Gere just can’t cut it as a hobo
Time Out Of Mind (15) Verdict: In second Gere Goodnight Mommy (15) Verdict: Chilling drama
EVEN before I sat through this dreary drama about a homeless man surviving in New York City, I felt I’d spent far too much time in Richard Gere’s company l ately. In The Benefactor, released last week with deservingly little fanfare, he played a hugely rich philanthropist. This time he’s on the other side of the tracks, playing George, estranged from his only daughter, living in a hostel and clearly suffering some kind of mental illness.

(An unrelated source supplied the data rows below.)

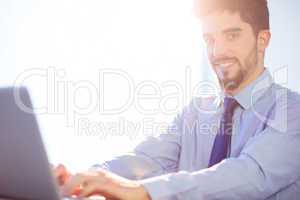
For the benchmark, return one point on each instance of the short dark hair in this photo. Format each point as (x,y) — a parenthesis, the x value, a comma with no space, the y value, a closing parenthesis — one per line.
(253,12)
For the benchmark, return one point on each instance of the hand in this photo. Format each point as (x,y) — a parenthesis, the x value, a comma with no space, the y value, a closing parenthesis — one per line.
(106,184)
(61,174)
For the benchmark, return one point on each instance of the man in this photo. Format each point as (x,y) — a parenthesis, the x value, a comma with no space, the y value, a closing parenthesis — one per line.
(244,145)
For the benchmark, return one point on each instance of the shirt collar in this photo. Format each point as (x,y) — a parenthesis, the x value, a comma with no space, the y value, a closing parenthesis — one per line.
(251,93)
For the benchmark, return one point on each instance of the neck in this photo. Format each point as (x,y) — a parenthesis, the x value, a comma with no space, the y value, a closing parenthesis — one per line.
(253,76)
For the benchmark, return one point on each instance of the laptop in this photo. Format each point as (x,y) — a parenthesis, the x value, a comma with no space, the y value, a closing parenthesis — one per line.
(25,173)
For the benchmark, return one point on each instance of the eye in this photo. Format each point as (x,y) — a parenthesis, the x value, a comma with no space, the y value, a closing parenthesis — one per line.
(232,36)
(208,40)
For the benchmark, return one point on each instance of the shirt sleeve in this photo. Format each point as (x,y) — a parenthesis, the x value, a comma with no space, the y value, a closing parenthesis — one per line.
(268,163)
(152,157)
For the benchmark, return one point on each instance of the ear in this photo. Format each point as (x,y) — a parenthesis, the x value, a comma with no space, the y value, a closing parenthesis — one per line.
(263,40)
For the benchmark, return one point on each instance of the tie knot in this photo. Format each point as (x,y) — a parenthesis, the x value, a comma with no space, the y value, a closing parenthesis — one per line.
(230,104)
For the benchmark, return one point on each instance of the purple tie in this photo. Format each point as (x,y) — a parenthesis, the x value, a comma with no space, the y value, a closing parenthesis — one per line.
(223,138)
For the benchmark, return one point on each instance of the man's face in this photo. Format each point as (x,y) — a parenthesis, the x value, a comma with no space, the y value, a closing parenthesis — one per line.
(231,47)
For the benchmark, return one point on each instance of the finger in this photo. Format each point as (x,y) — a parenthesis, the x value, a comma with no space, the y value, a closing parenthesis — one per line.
(74,184)
(96,186)
(89,190)
(61,174)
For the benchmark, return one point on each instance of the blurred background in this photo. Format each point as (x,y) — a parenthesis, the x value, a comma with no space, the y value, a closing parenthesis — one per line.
(104,74)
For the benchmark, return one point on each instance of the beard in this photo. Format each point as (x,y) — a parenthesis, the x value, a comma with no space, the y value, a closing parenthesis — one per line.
(233,76)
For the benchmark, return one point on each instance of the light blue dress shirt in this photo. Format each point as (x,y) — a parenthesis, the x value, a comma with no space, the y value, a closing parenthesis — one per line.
(264,161)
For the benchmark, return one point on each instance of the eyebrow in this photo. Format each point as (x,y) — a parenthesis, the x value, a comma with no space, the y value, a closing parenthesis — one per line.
(230,30)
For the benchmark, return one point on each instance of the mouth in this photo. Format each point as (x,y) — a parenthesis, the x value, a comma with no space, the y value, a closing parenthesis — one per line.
(225,64)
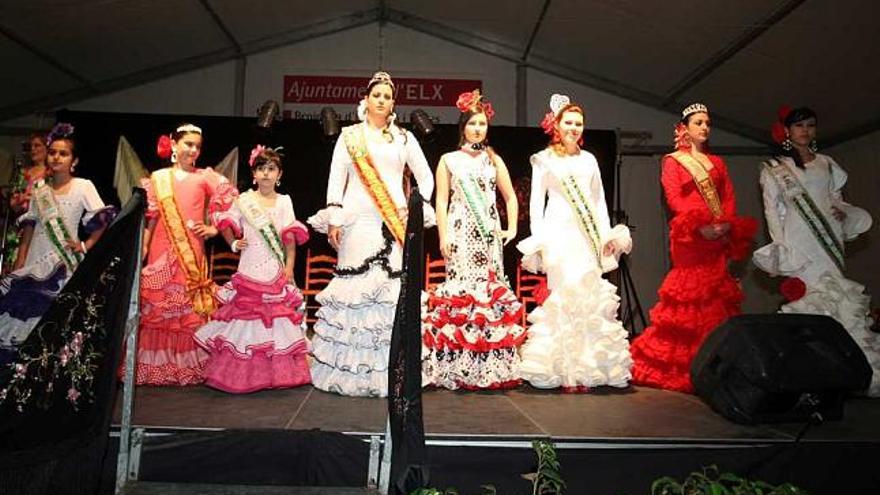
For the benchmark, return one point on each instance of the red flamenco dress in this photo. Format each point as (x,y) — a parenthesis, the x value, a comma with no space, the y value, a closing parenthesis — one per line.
(698,294)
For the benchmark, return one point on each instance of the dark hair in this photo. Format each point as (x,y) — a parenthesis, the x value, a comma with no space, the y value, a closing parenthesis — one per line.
(37,135)
(687,118)
(70,139)
(268,155)
(462,123)
(177,135)
(796,115)
(799,114)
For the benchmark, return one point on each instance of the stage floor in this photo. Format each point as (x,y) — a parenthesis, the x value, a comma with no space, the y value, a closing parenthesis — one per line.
(633,415)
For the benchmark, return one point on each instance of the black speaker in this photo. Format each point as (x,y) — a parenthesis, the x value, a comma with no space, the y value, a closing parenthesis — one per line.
(779,368)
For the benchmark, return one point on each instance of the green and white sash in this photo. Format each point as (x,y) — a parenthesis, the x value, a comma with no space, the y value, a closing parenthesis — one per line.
(582,212)
(53,222)
(257,217)
(478,207)
(799,197)
(475,200)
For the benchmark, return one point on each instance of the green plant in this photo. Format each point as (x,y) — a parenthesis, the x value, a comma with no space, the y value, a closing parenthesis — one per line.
(711,481)
(547,479)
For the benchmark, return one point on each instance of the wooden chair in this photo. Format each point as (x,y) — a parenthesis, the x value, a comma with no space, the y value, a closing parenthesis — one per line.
(319,272)
(526,283)
(435,272)
(222,265)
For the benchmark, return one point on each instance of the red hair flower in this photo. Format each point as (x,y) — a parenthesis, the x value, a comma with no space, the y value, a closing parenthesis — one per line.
(548,123)
(163,147)
(777,130)
(541,292)
(255,153)
(472,102)
(488,110)
(467,100)
(792,289)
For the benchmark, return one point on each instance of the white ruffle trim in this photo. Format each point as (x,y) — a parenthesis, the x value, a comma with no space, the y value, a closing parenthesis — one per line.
(532,246)
(331,215)
(779,259)
(846,302)
(353,334)
(575,338)
(357,291)
(245,335)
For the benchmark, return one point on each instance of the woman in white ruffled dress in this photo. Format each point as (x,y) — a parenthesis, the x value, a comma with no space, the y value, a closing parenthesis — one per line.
(575,340)
(471,327)
(807,240)
(365,221)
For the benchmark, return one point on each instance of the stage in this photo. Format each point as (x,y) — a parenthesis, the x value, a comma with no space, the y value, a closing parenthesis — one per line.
(608,440)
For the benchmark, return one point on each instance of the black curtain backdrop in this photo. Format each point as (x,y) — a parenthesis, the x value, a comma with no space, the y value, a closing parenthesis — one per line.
(307,162)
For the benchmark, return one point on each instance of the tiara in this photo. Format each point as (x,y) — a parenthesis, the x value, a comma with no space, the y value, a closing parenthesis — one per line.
(189,128)
(473,101)
(558,102)
(694,108)
(259,149)
(62,130)
(381,77)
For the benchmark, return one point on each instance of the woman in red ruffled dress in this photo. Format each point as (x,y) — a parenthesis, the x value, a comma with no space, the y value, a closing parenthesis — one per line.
(177,294)
(256,339)
(698,294)
(471,328)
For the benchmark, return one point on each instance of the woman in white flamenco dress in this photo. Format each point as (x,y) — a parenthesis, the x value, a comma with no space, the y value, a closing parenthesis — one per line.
(575,340)
(808,222)
(365,221)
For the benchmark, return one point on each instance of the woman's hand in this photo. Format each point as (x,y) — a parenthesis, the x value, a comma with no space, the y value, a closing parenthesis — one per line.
(508,235)
(714,231)
(203,231)
(445,249)
(75,246)
(238,245)
(609,249)
(334,236)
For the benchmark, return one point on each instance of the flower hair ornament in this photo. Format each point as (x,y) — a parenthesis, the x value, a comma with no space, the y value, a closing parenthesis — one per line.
(189,128)
(777,130)
(680,137)
(472,101)
(380,77)
(259,149)
(163,147)
(693,108)
(557,103)
(61,130)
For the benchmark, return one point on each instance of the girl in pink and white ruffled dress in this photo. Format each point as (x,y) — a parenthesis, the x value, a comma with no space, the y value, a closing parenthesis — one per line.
(256,338)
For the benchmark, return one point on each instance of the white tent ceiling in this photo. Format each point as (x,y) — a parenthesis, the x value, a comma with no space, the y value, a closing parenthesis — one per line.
(744,58)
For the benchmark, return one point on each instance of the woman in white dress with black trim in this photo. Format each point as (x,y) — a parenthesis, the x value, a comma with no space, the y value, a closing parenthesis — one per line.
(365,222)
(808,222)
(575,340)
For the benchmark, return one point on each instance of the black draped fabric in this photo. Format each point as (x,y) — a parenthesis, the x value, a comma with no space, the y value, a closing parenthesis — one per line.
(59,394)
(408,457)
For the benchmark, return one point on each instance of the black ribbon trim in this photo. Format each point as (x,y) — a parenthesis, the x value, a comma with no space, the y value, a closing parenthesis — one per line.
(379,258)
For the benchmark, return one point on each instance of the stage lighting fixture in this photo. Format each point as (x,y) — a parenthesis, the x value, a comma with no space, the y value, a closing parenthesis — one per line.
(268,114)
(422,124)
(329,122)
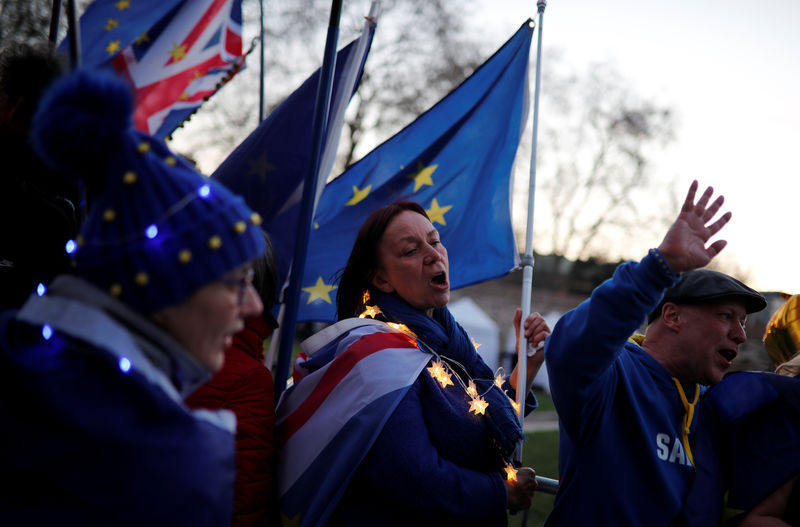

Oren Moverman’s film is entirely reliant on Gere’s acting qualities. We spend a lot of time watching him sleeping, eating, trying to remember things and not saying very much. And while there’s no doubting the curiosity value of seeing a pampered movie star playing down-and-out, and he certainly gives it his best shot, as an actor he doesn’t have the heft to carry the load.
Hector, a recent British film about the tribulations of a homeless man, painted a similar portrait much more engagingly.
GOODNIGHT Mommy is a chilling Austrian psychodrama, in which a woman returns from hospital all bandaged up following facial reconstruction. Her ten-year-old identical twin sons don’t like what they see, and find that she’s not the loving, nurturing mother they remember. It’s creepy, manipulative and, in its dark, quiet way, unforgettable.